Song by Johnny "Guitar" Watson

from the album I Don't Want to Be a Lone Ranger
- A-side: "I Don't Want to Be a Lone Ranger"
- B-side: "You Can Stay but the Noise Must Go"
- Released: 1975
- Length: 3:10
- Composer: Johnny Watson
- Producer: Johnny Watson

= I Don't Want to Be a Lone Ranger =

"I Don't Want to Be a Lone Ranger" is a song written by Johnny "Guitar" Watson. It was a hit for him in 1975 and did quite well on the Billboard Hot Soul Singles chart. It appears on his I Don't Want to Be a Lone Ranger aka I Don't Want to Be Alone, Stranger album. It was also a hit for the group Hidden Strength the following year.

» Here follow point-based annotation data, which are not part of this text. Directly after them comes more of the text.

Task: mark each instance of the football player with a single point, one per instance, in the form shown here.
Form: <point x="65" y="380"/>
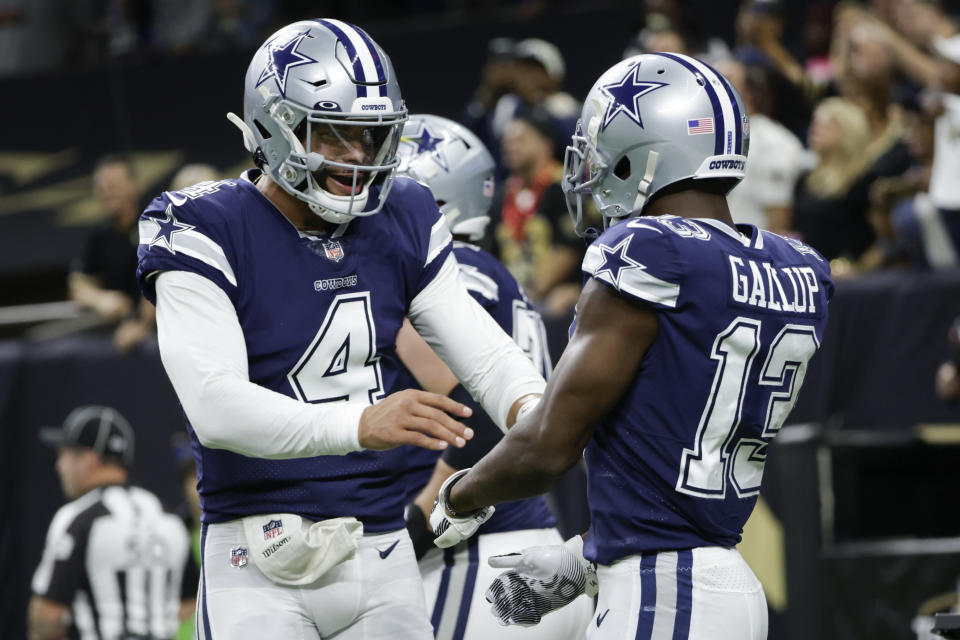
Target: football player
<point x="690" y="345"/>
<point x="459" y="170"/>
<point x="279" y="297"/>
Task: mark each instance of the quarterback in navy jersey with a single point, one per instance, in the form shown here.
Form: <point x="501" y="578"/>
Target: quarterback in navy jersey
<point x="279" y="298"/>
<point x="459" y="170"/>
<point x="690" y="346"/>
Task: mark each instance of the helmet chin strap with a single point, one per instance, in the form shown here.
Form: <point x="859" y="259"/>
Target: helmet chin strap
<point x="644" y="187"/>
<point x="249" y="142"/>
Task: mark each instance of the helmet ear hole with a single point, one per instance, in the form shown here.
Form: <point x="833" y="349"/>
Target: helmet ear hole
<point x="622" y="170"/>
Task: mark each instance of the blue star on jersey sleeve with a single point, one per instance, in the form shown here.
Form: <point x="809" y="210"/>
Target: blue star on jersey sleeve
<point x="166" y="227"/>
<point x="637" y="260"/>
<point x="183" y="231"/>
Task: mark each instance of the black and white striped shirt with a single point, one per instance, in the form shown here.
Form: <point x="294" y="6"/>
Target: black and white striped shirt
<point x="119" y="562"/>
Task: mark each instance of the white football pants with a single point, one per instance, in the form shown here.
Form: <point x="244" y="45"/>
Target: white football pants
<point x="455" y="579"/>
<point x="376" y="595"/>
<point x="707" y="593"/>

==Johnny "Guitar" Watson version==

===Background===
Johnny "Guitar" Watson recorded the song "I Don't Want to Be a Lone Ranger" which was backed with "You Can Stay but the Noise Must Go", and released on Fantasy F-739 in 1975. It was mentioned in the R&B Ingredients section of the Cash Box 5 April issue that Watson's new single "I Don't Want to Be a Lone Ranger" was out and would appear on his upcoming Fantasy Records album.

==Charts==
=== Billboard Hot Soul Singles ===
"I Don't Want to be a Lone Ranger" made its debut at No. 99 in the Billboard Hot Soul Singles chart for the week of 14 June 1975. It peaked at No. 28.

=== Billboard Hot 100 ===
Johnny "Guitar" Watson's single, "I Don't Want to be a Lone Ranger" debuted at No. 100 in the Billboard Hot 100 singles chart for the week of 4 October 1975. At the time the single was at its seventeenth week in the Hot Soul Singles chart. In its third charting week, the single peaked at No. 99 for the week of 18 October. It held that position for another week.

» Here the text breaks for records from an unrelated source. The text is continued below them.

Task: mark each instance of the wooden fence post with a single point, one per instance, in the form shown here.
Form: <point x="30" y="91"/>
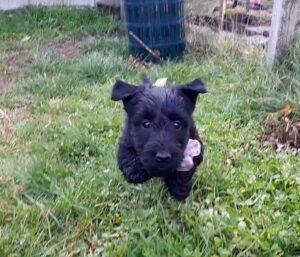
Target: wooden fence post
<point x="284" y="18"/>
<point x="223" y="5"/>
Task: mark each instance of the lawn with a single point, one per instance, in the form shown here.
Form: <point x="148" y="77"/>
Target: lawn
<point x="61" y="193"/>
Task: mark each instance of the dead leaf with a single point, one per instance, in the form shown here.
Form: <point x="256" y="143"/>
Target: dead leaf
<point x="26" y="38"/>
<point x="286" y="111"/>
<point x="161" y="82"/>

==Hidden Strength version==

===Background===
Hidden Strength released the single, "I Don't Want to Be a Lone Ranger" bw "Happy Song" on United Artists 	UA-XW847-Y in 1976.

===Charts===
====Billboard Hot Soul Singles====
"I Don't Want to Be a Lone Ranger" debuted at No. 99 in the Billboard Hot Soul Singles chart for the week of 25 September 1976. At week four, peaked at No. 78 for the week of 16 October and held that position for an additional week.

====Cash Box Top 100 R&B====
"I Don't Want to Be a Lone Ranger" debuted at No. 84 in the Cash Box Top 100 R&B chart for the week of 2 October. In its second week in the chart, it peaked at No. 74 for the week of 9 October. It was still at the same position for the week of 16 October.